Cotton is cultivated to latitude 40 in the new world, but extends to Astrachan in latitude 46 in the old. The sugar cane, the plantain, the mulberry, the betel nut, the indigo tree, the tea tree, repay the labours of the cultivator in India and China; and several of these plants have been transferred, with success, to America and the West Indies. In equinoctial America a great number of inhabitants find abundant nourishment on a narrow space cultivated with plantain, cassava yams, and maize. The bread fruit tree begins to be cultivated in the Manillas, and extends through the Pacific; the sago palm in the Moluccas, the cabbage tree in the Pelew islands.
In this manner the various tribes of men are provided with vegetable food. Some however live on their cattle, and thus make the produce of the earth only mediately subservient to their wants. Thus the Tartar tribes depend on their flocks and herds for food: the taste for the flesh of the horse seems to belong to the Mongols, Fins, and other descendants of the ancient Scythians: the locust eaters are found now, as formerly, in Africa.
Many of these differences depend upon custom, soil, and other causes with which we do not here meddle; but many are connected with climate: and the variety of the resources which man thus possesses, arises from the variety of constitution belonging to cultivable vegetables, through which one is fitted to one range of climate, and another to another. We conceive that this variety and succession of fitness for cultivation, shows undoubted marks of a most foreseeing and benevolent design in the Creator of man and of the world.
3. By differences in vegetables of the kind we have above described, the sustentation and gratification of man’s physical nature is copiously provided for. But there is another circumstance, a result of the difference of the native products of different regions, and therefore a consequence of that difference of climate on which the difference of native products depends,[5] which appears to be worthy our notice. The difference of the productions of different countries has a bearing not only upon the physical, but upon the social and moral condition of man.
The intercourse of nations in the way of discovery, colonization, commerce; the study of the natural history, manners, institutions of foreign countries; lead to most numerous and important results. Without dwelling upon this subject, it will probably be allowed that such intercourse has a great influence upon the comforts, the prosperity, the arts, the literature, the power, of the nations which thus communicate. Now the variety of the productions of different lands supplies both the stimulus to this intercourse, and the instruments by which it produces its effects. The desire to possess the objects or the knowledge which foreign countries alone can supply, urges the trader, the traveller, the discoverer to compass land and sea; and the progress of the arts and advantages of civilization consists almost entirely in the cultivation, the use, the improvement of that which has been received from other countries.
This is the case to a much greater extent than might at first sight be supposed. Where man is active as a cultivator, he scarcely ever bestows much of his care on those vegetables which the land would produce in a state of nature. He does not select some of the plants of the soil and improve them by careful culture, but, for the most part, he expels the native possessors of the land, and introduces colonies of strangers.
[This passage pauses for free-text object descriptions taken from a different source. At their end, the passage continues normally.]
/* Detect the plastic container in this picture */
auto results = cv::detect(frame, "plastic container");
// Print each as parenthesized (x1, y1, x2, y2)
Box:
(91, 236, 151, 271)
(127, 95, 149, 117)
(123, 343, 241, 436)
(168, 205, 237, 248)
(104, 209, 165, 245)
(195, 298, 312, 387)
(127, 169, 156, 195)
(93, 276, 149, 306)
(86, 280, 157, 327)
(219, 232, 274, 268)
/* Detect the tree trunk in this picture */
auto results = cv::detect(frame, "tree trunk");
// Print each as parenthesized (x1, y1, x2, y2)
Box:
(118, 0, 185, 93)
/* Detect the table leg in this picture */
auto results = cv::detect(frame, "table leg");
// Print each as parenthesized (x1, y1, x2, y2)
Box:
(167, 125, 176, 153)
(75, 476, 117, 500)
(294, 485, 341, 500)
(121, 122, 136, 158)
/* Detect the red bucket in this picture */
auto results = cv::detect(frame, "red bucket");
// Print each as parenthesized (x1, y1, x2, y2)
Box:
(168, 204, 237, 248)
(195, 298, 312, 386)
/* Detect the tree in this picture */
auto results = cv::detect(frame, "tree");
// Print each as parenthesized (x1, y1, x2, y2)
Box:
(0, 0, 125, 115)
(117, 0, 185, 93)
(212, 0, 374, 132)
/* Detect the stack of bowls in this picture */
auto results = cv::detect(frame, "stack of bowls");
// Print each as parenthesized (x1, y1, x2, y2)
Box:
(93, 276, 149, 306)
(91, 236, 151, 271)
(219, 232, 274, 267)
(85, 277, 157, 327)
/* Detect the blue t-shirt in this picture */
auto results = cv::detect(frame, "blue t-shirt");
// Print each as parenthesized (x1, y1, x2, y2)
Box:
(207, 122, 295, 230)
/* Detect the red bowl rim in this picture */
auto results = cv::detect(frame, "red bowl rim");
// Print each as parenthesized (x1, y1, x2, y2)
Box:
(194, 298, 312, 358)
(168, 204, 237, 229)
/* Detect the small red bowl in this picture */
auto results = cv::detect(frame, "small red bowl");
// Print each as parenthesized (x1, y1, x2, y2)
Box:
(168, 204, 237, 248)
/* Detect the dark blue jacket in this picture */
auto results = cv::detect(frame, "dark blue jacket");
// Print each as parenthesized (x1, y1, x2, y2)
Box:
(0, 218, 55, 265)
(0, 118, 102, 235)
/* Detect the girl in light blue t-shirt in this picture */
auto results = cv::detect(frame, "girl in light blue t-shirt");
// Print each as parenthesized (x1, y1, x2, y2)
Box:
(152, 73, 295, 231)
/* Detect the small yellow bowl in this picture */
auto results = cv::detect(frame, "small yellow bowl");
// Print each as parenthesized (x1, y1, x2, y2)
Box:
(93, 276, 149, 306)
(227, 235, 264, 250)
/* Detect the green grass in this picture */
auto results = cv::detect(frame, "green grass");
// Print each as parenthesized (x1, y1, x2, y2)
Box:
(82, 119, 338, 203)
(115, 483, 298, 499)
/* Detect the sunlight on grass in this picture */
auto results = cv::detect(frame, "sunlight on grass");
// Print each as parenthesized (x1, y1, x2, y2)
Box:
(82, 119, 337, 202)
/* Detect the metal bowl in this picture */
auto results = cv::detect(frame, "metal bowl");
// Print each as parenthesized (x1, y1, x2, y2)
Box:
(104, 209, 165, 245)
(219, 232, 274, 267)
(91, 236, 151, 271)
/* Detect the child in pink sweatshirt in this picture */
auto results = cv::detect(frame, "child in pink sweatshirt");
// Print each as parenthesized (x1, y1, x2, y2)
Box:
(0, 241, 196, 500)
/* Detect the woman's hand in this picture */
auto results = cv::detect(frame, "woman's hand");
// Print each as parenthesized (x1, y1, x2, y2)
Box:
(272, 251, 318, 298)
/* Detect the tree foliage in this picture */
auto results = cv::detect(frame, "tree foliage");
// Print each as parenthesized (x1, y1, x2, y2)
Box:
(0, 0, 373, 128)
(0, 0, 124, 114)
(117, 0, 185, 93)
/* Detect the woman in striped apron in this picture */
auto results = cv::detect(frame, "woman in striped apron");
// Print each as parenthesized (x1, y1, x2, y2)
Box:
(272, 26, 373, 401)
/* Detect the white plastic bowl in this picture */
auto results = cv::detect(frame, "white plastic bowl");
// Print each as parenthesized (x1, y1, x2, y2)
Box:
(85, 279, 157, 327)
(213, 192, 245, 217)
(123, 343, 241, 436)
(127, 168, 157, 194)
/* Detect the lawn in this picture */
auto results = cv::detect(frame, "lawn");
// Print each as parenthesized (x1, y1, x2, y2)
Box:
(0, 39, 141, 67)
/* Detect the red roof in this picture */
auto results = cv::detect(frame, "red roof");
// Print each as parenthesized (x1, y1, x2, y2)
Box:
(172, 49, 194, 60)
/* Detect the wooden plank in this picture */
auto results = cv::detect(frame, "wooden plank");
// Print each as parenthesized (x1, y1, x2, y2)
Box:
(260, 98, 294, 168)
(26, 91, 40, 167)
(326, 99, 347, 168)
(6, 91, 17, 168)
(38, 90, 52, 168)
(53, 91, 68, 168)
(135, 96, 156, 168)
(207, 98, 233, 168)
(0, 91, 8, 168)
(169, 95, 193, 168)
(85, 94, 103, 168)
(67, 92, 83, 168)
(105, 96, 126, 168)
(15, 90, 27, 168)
Thus, to take the condition of our own part of the globe as an example; scarcely one of the plants which occupy our fields and gardens is indigenous to the country. The walnut and the peach come to us from Persia; the apricot from Armenia: from Asia Minor, and Syria, we have the cherry tree, the fig, the pear, the pomegranate, the olive, the plum, and the mulberry. The vine which is now cultivated is not a native of Europe; it is found wild on the shores of the Caspian, in Armenia and Caramania. The most useful species of plants, the cereal vegetables, are certainly strangers, though their birth place seems to be an impenetrable secret. Some have fancied that barley is found wild on the banks of the Semara, in Tartary, rye in Crete, wheat at Baschkiros, in Asia; but this is held by the best botanists to be very doubtful. The potatoe, which has been so widely diffused over the world in modern times, and has added so much to the resources of life in many countries, has been found equally difficult to trace back to its wild condition.
Thus widely are spread the traces of the connexion of the progress of civilization with national intercourse. In our own country a higher state of the arts of life is marked by a more ready and extensive adoption of foreign productions. Our fields are covered with herbs from Holland, and roots from Germany; with Flemish farming and Swedish turnips; our hills with forests of the firs of Norway. The chestnut and poplar of the south of Europe adorn our lawns, and below them flourish shrubs and flowers from every clime in profusion. In the mean time Arabia improves our horses, China our pigs, North America our poultry, Spain our sheep, and almost every country sends its dog. The products which are ingredients in our luxuries, and which we cannot naturalize at home, we raise in our colonies; the cotton, coffee, sugar of the east are thus transplanted to the farthest west; and man lives in the middle of a rich and varied abundance which depends on the facility with which plants and animals and modes of culture can be transferred into lands far removed from those in which nature had placed them. And this plenty and variety of material comforts is the companion and the mark of advantages and improvements in social life, of progress in art and science, of activity of thought, of energy of purpose, and of ascendancy of character.
The differences in the productions of different countries which lead to the habitual intercourse of nations, and through this to the benefits which we have thus briefly noticed, do not all depend upon the differences of temperature and climate alone. But these differences are among the causes, and are some of the most important causes, or conditions, of the variety of products; and thus that arrangement of the earth’s form and motion from which the different climates of different places arises, is connected with the social and moral welfare and advancement of man.
We conceive that this connexion, though there must be to our apprehension much that is indefinite and uncertain in tracing its details, is yet a point where we may perceive the profound and comprehensive relations established by the counsel and foresight of a wise and good Creator of the world and of man, by whom the progress and elevation of the human species was neither uncontemplated nor uncared for.
4. We have traced, in the variety of organized beings, an adaptation to the variety of climates, a provision for the sustentation of man all over the globe, and an instrument for the promotion of civilization and many attendant benefits. We have not considered this variety as itself a purpose which we can perceive or understand without reference to some ulterior end. Many persons, however, and especially those who are already in the habit of referring the world to its Creator, will probably see something admirable in itself in this vast variety of created things. There is indeed something well fitted to produce and confirm a reverential wonder, in these apparently inexhaustible stores of new forms of being and modes of existence; the fixity of the laws of each class, its distinctness from all others, its relations to many. Structures and habits and characters are exhibited, which are connected and distinguished according to every conceivable degree of subordination and analogy, in their resemblances and in their differences. Every new country we explore presents us with new combinations, where the possible cases seem to be exhausted; and with new resemblances and differences, constructed as if to elude what conjecture might have hit upon, by proceeding from the old ones. Most of those who have any large portion of nature brought under their notice in this point of view, are led to feel that there is, in such a creation, a harmony, a beauty, and a dignity, of which the impression is irresistible; which would have been wanting in any more uniform and limited system such as we might try to imagine; and which of itself gives to the arrangements by which such a variety on the earth’s surface is produced, the character of well devised means to a worthy end.